575. Abacavir Use and Risk for Myocardial Infarction and Coronary Artery Disease: Updated Meta-analysis of Data from Clinical Trials
Session: Poster Abstract Session: HIV: Cardiovascular Disease, Lipids, Diabetes
Thursday, October 5, 2017
Room: Poster Hall CD
  • IDWeek 2017_Nan.pdf (328.2 kB)
  • Background: Several observational studies and randomized controlled trials (RCTs) have suggested an association between abacavir (ABC) use and myocardial infarction (MI) but others, including meta-analyses of clinical trial data, have not.

    Methods: This updated meta-analysis estimates exposure-adjusted incidence rate (IR) and relative rate (RR) of MI and coronary artery disease (CAD) in subjects receiving ABC and non ABC-containing combination antiretroviral therapy (cART). Summary data from 52 Phase II-IV RCTs from a previous meta-analysis were combined with aggregate data from 14 new RCTs. Subjects were either randomized to ABC cART vs other cARTs, or ABC was prescribed as a background medication. Primary analyses included ABC-randomized trials with a follow-up of ≥48 weeks and focused on MI. Secondary analyses included shorter duration trials and non-ABC-randomized trials and estimated IR and RR for both MI and CAD.

    Results: In 66 clinical trials (75% male, aged 18-85 years), 13,119 adults were on ABC-containing cART and 7,350 were not. Exposure-adjusted IR for MI was 1.5 per 1,000 person-years (PY) [95% Confidence Interval (CI) 0.67 – 3.34] in the ABC-exposed group, and 2.18 per 1,000 PY (95% CI 1.09 – 4.40) in the unexposed group with a RR of 0.69 (95% CI 0.24 – 1.98). RR for MI was 0.69 (95% CI 0.24 – 1.99) with inclusion of shorter duration studies, and 0.83 (95% CI 0.44 – 1.60) with inclusion of ABC non-randomized studies.

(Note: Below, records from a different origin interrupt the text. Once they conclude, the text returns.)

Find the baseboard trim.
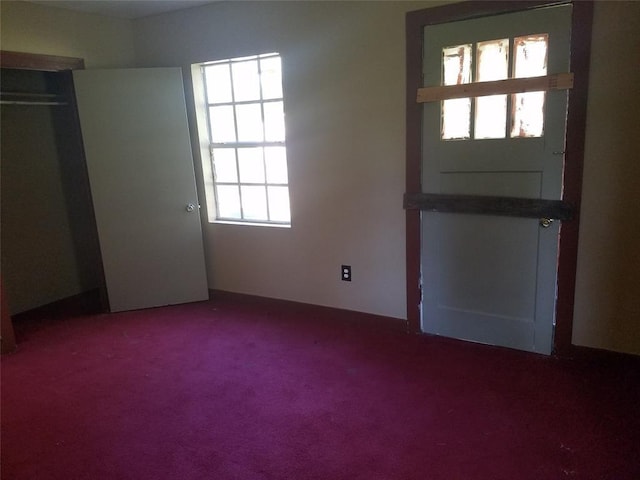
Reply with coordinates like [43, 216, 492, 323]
[209, 290, 408, 333]
[11, 288, 105, 322]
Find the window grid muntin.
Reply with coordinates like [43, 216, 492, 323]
[202, 53, 291, 225]
[440, 33, 549, 141]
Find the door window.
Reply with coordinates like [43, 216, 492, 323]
[441, 33, 549, 140]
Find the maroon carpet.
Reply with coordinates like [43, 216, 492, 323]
[2, 295, 640, 480]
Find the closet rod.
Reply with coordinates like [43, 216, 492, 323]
[0, 100, 69, 106]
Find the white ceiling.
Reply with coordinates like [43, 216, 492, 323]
[24, 0, 218, 19]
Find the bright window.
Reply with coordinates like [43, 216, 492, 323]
[202, 53, 291, 225]
[442, 34, 548, 140]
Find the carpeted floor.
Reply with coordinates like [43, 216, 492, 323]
[1, 295, 640, 480]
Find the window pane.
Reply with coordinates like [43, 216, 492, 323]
[238, 147, 264, 183]
[442, 44, 471, 85]
[213, 148, 238, 183]
[267, 187, 291, 222]
[209, 105, 236, 143]
[240, 185, 269, 220]
[204, 63, 233, 103]
[236, 103, 264, 142]
[231, 60, 260, 102]
[264, 102, 285, 142]
[442, 98, 471, 140]
[216, 185, 242, 219]
[511, 34, 549, 137]
[260, 57, 282, 99]
[511, 92, 545, 137]
[442, 44, 471, 140]
[474, 38, 509, 138]
[513, 33, 548, 78]
[264, 147, 288, 183]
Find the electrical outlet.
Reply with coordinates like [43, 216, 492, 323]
[340, 265, 351, 282]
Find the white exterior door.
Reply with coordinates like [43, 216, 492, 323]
[74, 68, 208, 312]
[421, 6, 571, 354]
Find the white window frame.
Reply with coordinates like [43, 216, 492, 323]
[198, 52, 291, 227]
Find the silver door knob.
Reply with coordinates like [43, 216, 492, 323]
[540, 218, 553, 228]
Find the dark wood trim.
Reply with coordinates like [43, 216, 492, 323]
[0, 278, 16, 355]
[0, 50, 84, 72]
[554, 1, 593, 355]
[405, 1, 593, 355]
[405, 5, 424, 333]
[404, 193, 574, 221]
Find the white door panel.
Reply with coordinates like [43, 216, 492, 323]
[74, 68, 208, 311]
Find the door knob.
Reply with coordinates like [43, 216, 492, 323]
[540, 217, 553, 228]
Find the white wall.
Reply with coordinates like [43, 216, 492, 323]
[134, 2, 442, 318]
[573, 2, 640, 354]
[0, 0, 134, 68]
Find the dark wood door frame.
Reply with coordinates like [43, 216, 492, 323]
[405, 1, 593, 356]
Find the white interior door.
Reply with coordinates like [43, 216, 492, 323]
[74, 68, 208, 312]
[421, 6, 571, 354]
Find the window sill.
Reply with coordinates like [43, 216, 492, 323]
[209, 220, 291, 228]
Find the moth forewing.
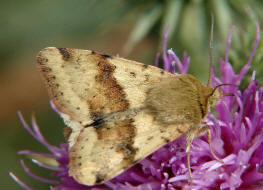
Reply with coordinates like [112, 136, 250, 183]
[37, 48, 188, 185]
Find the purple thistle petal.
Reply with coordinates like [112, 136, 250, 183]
[18, 150, 55, 158]
[154, 53, 160, 67]
[225, 26, 236, 62]
[31, 159, 64, 172]
[9, 172, 33, 190]
[163, 24, 170, 71]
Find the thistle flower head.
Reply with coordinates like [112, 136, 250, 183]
[11, 25, 263, 190]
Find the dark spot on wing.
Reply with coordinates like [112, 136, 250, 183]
[130, 72, 136, 78]
[147, 136, 153, 141]
[57, 48, 70, 61]
[95, 173, 107, 184]
[100, 54, 112, 59]
[85, 54, 137, 166]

    The IR for CAD was 2.9 per 1,000 PY (95% CI 2.09- 4.02) in the ABC-exposed group and 4.69 per 1,000 PY (95% CI 3.4- 6.47) in the unexposed group with studies of ≥48 weeks of follow-up, with a RR of 0.62 (95% CI 0.39 -0.98). With inclusion of studies of <48 weeks, IR for CAD in the ABC-exposed group was 2.96 per 1,000 PY (95% CI 2.14-4.08) and 4.65 per 1,000 PY (95% CI 3.37 – 6.42) in the unexposed group with a RR of 0.64 (95% CI 0.4 – 1.0)

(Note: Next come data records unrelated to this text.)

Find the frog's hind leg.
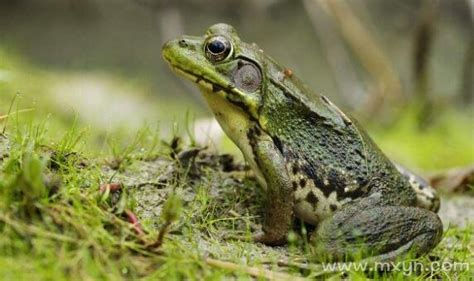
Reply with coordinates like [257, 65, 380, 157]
[311, 198, 443, 262]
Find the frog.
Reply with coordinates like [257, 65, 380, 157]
[162, 23, 443, 261]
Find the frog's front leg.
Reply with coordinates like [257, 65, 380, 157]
[311, 194, 443, 262]
[251, 136, 294, 245]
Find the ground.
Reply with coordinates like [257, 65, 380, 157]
[0, 132, 474, 280]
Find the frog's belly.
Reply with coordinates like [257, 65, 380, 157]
[294, 180, 351, 225]
[201, 89, 267, 188]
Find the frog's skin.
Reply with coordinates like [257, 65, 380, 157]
[163, 24, 443, 260]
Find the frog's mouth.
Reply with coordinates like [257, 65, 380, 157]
[168, 61, 235, 96]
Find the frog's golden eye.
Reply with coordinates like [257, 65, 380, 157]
[205, 35, 232, 62]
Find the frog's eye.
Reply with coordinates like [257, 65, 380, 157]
[205, 35, 232, 62]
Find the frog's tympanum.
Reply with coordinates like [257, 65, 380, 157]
[163, 24, 443, 260]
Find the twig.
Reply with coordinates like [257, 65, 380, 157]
[314, 0, 403, 111]
[428, 166, 474, 192]
[205, 258, 307, 280]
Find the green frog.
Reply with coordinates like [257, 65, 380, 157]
[162, 24, 443, 261]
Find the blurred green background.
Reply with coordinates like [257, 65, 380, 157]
[0, 0, 474, 168]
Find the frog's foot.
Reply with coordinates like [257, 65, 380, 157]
[311, 197, 443, 262]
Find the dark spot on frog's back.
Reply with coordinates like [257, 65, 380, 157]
[300, 179, 306, 188]
[306, 192, 319, 203]
[272, 137, 283, 153]
[212, 84, 224, 93]
[291, 181, 298, 191]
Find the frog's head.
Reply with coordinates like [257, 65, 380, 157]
[162, 24, 266, 119]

    Conclusion: This expanded meta-analysis found comparable IRs for MI and CAD among ABC-exposed and unexposed subjects, suggesting no increased risk for MI or CAD following ABC exposure. These findings provide further evidence against an association between MI and CAD and ABC exposure in this clinical trial population. Modifiable risk factors for MI and CAD should be addressed when prescribing ART for treatment of HIV.

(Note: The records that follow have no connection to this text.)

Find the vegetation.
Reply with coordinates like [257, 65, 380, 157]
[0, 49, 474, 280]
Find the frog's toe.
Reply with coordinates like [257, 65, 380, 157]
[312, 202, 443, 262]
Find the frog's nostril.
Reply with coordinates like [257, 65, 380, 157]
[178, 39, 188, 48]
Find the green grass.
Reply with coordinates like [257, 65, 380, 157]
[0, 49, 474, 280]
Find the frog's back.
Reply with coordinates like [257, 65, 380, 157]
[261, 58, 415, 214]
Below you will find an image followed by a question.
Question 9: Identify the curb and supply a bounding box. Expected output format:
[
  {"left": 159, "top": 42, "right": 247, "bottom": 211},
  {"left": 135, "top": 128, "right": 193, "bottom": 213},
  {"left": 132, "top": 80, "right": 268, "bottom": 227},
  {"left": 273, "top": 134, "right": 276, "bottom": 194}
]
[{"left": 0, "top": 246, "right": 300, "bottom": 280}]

    Cassandra Nan, PhD1, Mark S. Shaefer, PharmD2, Rimgaile Urbaityte, MSc3, James Oyee, MSc3, Judy Hopking, MSc3, Leigh Ragone, MS2, Cynthia McCoig, PhD4 and Vani Vannappagari, MBBS, MPH, PhD2, (1)GlaxoSmithKline, Stevenage, United Kingdom, (2)ViiV Healthcare, RTP, NC, (3)GlaxoSmithKline, London, United Kingdom, (4)ViiV Healthcare, Madrid, Spain


    C. Nan, GlaxoSmithKline: Employee and Shareholder , Salary

    M. S. Shaefer, ViiV Healthcare: Employee and Shareholder , Salary

    R. Urbaityte, GSK: Employee , Salary

    J. Oyee, None

    J. Hopking, GlaxoSmithKline: Employee and Shareholder , Salary

    L. Ragone, ViiV Healthcare: Consultant , Salary

    C. McCoig, ViiV Healthcare: Employee , Salary

    V. Vannappagari, ViiV Healthcare: Employee and Shareholder , Salary and Stocks

    Findings in the abstracts are embargoed until 12:01 a.m. PDT, Wednesday Oct. 4th with the exception of research findings presented at the IDWeek press conferences.